The Flathead Beacon just posted another of their “Focusing on…” articles, this time discussing the challenges to the Flathead River Corridor from increasing recreational pressure, which is forcing consideration of a new river corridor plan. Recommended reading . . .
The rhythm of the North Fork flows to a mellow tempo, even as the steady thrum of traffic and the ever-present flotilla of rafts and kayaks sketch a clear portrait of the wild and scenic river corridor’s growth and popularity.
Dust clouds roll off this unpaved portion of Highway 486, also known as the North Fork Flathead Road, and the meter of traffic ticking along the western border of Glacier National Park has given rise to the need for a new river management plan.
Designated a National Wild and Scenic River in 1976, the three forks of the Flathead River amount to 219 miles of what everyone agrees is “a very special place,” says Rob Davies, the Flathead National Forest’s district ranger for the Hungry Horse/Glacier View district. The North Fork Flathead River is protected by that designation, while its eastern tributaries and uplands are tucked away in Glacier Park. Its Canadian headwaters are protected by a provincial ban on mining and drilling, and U.S. Sen.

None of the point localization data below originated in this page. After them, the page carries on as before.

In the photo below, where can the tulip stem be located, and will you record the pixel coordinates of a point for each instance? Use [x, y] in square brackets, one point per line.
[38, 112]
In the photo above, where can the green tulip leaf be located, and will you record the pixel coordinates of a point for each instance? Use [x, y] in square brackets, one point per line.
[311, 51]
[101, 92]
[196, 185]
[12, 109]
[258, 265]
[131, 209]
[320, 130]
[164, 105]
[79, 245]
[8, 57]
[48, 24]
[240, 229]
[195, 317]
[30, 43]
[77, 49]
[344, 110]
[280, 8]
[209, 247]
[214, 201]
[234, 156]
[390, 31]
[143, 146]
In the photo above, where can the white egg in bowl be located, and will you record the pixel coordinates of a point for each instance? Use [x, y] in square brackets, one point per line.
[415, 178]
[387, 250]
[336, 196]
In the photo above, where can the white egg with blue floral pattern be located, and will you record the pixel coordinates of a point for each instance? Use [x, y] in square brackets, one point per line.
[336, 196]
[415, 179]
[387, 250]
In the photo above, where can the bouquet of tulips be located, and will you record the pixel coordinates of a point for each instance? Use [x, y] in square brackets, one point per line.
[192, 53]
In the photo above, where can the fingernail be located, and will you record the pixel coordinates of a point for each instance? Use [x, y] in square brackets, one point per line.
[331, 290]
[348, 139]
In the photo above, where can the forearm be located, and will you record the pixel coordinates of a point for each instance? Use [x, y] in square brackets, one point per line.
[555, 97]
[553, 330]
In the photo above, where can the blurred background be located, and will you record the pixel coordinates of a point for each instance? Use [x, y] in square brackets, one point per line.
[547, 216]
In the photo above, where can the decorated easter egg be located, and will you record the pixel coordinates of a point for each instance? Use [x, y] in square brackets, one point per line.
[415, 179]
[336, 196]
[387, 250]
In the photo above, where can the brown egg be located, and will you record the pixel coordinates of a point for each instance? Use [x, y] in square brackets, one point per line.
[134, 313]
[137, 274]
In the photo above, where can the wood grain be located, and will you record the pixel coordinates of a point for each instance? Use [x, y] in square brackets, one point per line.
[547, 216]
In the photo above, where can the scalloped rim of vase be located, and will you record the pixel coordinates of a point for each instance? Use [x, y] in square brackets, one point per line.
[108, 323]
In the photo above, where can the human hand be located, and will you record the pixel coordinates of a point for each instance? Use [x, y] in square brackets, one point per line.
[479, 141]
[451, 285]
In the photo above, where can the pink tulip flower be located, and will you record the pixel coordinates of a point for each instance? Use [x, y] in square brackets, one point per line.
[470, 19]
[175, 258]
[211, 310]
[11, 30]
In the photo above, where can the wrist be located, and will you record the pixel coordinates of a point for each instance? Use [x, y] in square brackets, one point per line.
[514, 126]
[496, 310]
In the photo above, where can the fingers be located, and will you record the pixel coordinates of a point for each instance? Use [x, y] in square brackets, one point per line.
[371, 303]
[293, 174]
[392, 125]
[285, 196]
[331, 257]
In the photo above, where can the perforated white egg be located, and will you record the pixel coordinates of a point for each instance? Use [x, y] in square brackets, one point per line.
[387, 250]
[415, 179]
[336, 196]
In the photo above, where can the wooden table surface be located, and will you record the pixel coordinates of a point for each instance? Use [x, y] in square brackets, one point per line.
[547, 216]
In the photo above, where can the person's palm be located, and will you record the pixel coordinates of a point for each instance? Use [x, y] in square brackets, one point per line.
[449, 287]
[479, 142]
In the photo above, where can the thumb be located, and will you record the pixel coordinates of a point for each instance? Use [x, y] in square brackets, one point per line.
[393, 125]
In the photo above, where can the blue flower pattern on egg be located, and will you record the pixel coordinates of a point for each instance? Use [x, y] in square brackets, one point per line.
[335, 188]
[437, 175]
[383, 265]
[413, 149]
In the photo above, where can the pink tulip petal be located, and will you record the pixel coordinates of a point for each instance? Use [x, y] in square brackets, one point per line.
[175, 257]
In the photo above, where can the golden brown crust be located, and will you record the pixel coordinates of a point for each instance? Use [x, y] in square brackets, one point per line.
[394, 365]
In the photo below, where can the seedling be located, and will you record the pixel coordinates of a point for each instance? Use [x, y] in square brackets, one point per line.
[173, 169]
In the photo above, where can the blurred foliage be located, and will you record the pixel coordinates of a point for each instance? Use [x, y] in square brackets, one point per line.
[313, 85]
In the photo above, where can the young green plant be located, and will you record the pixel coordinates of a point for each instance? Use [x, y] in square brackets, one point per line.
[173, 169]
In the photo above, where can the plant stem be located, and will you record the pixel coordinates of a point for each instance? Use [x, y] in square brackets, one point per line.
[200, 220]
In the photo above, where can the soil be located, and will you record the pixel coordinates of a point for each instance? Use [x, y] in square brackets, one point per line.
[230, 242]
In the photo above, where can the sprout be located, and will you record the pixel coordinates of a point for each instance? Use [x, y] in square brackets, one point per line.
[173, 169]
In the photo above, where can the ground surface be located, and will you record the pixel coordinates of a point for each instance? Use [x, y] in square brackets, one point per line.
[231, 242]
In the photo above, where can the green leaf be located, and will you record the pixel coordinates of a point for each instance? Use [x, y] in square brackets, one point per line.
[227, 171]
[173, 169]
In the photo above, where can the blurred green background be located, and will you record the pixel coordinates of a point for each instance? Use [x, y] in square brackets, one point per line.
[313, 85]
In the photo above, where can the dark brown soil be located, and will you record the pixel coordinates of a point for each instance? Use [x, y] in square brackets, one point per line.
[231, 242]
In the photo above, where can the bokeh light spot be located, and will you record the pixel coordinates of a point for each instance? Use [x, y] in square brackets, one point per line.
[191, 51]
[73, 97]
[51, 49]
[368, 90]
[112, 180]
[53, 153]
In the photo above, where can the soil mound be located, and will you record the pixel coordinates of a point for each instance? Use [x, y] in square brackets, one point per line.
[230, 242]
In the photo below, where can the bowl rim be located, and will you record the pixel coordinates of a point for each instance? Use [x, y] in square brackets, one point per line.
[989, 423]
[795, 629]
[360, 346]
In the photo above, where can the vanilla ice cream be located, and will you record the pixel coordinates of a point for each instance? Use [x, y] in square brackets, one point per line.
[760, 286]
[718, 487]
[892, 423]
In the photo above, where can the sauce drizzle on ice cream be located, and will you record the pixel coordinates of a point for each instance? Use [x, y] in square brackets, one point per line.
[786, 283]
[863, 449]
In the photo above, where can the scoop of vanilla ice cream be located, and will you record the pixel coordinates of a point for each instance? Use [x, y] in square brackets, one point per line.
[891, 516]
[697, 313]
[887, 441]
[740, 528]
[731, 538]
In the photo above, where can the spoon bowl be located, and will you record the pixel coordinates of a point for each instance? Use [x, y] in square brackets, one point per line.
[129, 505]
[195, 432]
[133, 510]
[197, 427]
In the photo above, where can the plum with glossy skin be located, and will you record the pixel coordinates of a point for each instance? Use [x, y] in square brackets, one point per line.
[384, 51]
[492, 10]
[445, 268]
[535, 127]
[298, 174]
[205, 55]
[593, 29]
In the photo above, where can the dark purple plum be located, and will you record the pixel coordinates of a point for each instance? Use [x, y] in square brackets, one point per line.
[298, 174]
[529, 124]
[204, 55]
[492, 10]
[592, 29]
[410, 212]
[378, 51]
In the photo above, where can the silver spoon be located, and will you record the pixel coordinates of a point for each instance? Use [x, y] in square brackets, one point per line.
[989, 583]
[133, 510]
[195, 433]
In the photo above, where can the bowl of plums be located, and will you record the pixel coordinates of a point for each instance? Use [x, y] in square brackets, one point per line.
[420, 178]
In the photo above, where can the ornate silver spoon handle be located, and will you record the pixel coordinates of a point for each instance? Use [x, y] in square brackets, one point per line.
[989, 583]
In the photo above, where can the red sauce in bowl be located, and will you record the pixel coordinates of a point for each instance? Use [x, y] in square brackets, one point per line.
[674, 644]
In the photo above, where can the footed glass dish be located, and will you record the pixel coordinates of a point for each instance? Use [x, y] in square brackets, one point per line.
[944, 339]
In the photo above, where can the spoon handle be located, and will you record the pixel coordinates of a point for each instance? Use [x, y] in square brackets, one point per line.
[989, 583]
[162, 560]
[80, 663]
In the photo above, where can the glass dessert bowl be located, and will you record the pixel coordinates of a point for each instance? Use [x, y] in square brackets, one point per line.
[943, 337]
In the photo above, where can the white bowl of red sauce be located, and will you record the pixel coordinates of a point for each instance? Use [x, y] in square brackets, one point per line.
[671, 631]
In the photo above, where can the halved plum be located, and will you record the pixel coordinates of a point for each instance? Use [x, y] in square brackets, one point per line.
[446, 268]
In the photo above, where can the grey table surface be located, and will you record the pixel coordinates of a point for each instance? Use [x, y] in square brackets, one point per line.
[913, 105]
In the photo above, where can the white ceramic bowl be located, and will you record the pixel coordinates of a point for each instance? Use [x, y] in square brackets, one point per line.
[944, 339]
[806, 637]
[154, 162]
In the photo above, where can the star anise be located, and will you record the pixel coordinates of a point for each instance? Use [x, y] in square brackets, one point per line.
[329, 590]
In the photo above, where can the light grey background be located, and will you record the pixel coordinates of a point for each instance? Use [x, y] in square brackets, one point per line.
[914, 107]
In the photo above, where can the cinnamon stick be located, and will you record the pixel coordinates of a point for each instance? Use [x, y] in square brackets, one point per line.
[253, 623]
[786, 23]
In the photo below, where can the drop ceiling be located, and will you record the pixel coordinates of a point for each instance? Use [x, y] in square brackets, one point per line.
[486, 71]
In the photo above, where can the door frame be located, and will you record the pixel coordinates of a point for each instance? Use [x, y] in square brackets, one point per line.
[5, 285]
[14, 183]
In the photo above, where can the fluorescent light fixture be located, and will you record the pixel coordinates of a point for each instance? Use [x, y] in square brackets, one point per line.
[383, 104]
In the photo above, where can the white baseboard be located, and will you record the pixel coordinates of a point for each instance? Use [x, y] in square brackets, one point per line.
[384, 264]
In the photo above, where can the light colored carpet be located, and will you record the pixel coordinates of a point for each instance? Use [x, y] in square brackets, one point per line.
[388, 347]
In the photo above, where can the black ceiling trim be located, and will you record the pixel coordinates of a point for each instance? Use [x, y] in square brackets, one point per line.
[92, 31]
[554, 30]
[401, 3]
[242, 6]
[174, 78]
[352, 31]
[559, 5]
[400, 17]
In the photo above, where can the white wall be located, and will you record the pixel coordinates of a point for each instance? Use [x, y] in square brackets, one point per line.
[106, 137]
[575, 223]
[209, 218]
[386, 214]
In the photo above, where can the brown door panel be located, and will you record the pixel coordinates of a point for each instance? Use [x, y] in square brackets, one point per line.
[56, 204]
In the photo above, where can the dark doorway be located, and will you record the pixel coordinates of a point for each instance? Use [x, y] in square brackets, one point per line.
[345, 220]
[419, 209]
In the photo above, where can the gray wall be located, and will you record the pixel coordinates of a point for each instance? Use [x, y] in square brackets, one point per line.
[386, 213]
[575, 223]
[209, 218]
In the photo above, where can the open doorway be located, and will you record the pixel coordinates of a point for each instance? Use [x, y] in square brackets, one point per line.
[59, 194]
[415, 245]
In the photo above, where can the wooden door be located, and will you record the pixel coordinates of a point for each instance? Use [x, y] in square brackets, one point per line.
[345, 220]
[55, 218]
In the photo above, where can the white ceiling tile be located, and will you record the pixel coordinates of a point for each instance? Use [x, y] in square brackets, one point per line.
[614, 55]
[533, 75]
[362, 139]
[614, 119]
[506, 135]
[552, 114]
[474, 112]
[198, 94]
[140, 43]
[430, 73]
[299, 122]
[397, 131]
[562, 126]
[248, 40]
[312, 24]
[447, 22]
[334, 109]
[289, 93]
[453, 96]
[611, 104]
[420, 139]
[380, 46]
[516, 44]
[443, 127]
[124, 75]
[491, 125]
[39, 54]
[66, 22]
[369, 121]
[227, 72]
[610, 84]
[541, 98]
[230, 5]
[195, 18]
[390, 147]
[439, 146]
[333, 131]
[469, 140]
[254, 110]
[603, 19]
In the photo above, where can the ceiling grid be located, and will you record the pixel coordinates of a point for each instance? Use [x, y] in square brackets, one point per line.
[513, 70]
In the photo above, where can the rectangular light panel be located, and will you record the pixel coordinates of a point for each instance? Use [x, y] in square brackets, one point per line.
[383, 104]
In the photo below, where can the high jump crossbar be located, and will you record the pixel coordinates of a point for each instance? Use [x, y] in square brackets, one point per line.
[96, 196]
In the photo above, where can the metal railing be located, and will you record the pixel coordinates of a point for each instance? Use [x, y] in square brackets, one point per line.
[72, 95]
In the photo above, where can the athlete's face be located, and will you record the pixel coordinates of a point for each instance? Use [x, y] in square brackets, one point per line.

Max Baucus has introduced legislation that would prohibit new energy and mineral development on the nearly 400,000 acres of the North Fork watershed within the Flathead National Forest.
Still, public land managers say the river corridor is being impacted by increased use, and have been collecting data to inform the future of the river corridor, while calling on the public to help adopt a new management strategy for recreational use.